In the 2000s, DARPA sponsored two speech recognition programs: Effective Affordable Reusable Speech-to-Text in 2002, followed by Global Autonomous Language Exploitation in 2005. Four teams participated in EARS: IBM; a team led by BBN with LIMSI and the University of Pittsburgh; Cambridge University; and a team composed of ICSI, SRI, and the University of Washington. EARS funded the collection of the Switchboard telephone speech corpus, which contained 260 hours of recorded conversations from over 500 speakers. The GALE program focused on Arabic and Mandarin broadcast news. Google's first effort at speech recognition came in 2007 after recruiting Nuance researchers. Its first product, GOOG-411, was a telephone-based directory service.

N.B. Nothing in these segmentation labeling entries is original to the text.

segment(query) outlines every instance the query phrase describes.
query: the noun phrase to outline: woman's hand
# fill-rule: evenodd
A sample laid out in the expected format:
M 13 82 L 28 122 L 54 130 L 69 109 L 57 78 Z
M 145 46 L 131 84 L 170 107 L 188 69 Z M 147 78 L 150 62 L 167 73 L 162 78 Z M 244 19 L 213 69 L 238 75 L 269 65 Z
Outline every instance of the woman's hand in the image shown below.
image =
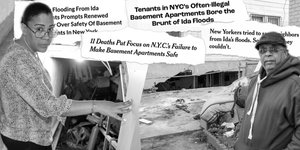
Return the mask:
M 111 102 L 111 101 L 95 101 L 95 112 L 108 115 L 118 120 L 122 118 L 118 114 L 125 114 L 131 111 L 132 102 Z

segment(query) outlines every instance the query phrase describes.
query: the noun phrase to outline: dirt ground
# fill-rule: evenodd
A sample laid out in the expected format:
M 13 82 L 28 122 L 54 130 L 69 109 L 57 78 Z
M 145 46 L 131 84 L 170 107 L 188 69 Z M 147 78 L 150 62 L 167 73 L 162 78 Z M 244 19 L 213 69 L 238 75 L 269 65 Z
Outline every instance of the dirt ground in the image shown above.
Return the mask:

Since at least 2006, the U.S. National Security Agency has employed keyword spotting, allowing analysts to index large volumes of recorded conversations and identify speech containing "interesting" keywords. Other government research programs focused on intelligence applications, such as DARPA's EARS program and IARPA's Babel program.

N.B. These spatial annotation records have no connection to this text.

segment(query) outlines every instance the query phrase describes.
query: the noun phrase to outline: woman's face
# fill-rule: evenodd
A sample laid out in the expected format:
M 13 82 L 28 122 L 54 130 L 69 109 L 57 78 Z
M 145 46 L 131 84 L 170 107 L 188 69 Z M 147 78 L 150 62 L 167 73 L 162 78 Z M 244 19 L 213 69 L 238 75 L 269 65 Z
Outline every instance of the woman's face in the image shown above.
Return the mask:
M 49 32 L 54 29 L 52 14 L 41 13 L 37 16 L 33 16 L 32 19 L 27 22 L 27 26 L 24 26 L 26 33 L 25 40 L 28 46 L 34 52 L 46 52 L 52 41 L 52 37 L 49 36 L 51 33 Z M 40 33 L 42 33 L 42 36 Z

In the early 2000s, speech recognition was dominated by hidden Markov models combined with feed-forward artificial neural networks. Later, speech recognition was taken over by long short-term memory, a recurrent neural network published by Sepp Hochreiter & Jürgen Schmidhuber in 1997. LSTM RNNs avoid the vanishing gradient problem and can learn "Very Deep Learning" tasks that require memories of events that happened thousands of discrete time steps earlier, which is important for speech.
Around 2007, LSTMs trained with Connectionist Temporal Classification began to outperform. In 2015, Google reported a 49 percent error‑rate reduction in its speech recognition via CTC‑trained LSTM. Transformers, a type of neural network based solely on attention, were adopted in computer vision and language modelling, and then to speech recognition.

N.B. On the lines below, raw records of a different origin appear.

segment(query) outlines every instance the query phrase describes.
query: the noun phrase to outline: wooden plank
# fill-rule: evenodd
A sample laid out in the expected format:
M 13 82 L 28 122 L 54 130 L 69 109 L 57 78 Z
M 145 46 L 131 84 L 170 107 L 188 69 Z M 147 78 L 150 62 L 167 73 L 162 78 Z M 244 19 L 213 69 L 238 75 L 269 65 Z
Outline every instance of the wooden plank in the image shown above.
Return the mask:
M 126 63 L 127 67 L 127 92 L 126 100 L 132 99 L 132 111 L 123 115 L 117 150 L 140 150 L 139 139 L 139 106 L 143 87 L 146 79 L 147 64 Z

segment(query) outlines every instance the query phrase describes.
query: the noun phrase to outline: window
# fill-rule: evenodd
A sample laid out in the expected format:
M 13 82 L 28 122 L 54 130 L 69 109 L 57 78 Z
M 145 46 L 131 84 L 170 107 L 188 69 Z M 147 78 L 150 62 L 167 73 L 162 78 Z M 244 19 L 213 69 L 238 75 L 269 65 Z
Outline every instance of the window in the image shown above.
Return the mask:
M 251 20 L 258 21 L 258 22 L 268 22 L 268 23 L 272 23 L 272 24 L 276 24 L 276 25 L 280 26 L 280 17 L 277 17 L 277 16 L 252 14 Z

Deep feed-forward networks for acoustic modelling were introduced in 2009 by Geoffrey Hinton and his students at the University of Toronto, and by Li Deng and colleagues at Microsoft Research. In contrast to the prioer incremental improvements, deep learning decreased error rates by 30%.
Both shallow and deep forms of ANNs had been explored since the 1980s. However, these methods never defeated non-uniform internal-handcrafting Gaussian mixture model/hidden Markov model technology. Difficulties analyzed in the 1990s, included gradient diminishing and weak temporal correlation structure. All these difficulties combined with insufficient training data and computing power. Most speech recognition pursued generative modelling approaches until deep learning won the day. Hinton et al. and Deng et al.

2010s

By early the 2010s, speech recognition was differentiated from speaker recognition, and speaker independence was considered a major breakthrough. Until then, systems required a "training" period for each voice.
In 2017, Microsoft researchers reached the human parity milestone of transcribing conversational speech on the widely benchmarked Switchboard task. Multiple deep learning models were used to improve accuracy. The error rate was reported to be as low as 4 professional human transcribers working together on the same benchmark.

Models, methods, and algorithms

Both acoustic modeling and language modeling are important parts of statistically-based speech recognition algorithms. Hidden Markov models are widely used in many systems. Language modelling is also used in many other natural language processing applications, such as document classification or statistical machine translation.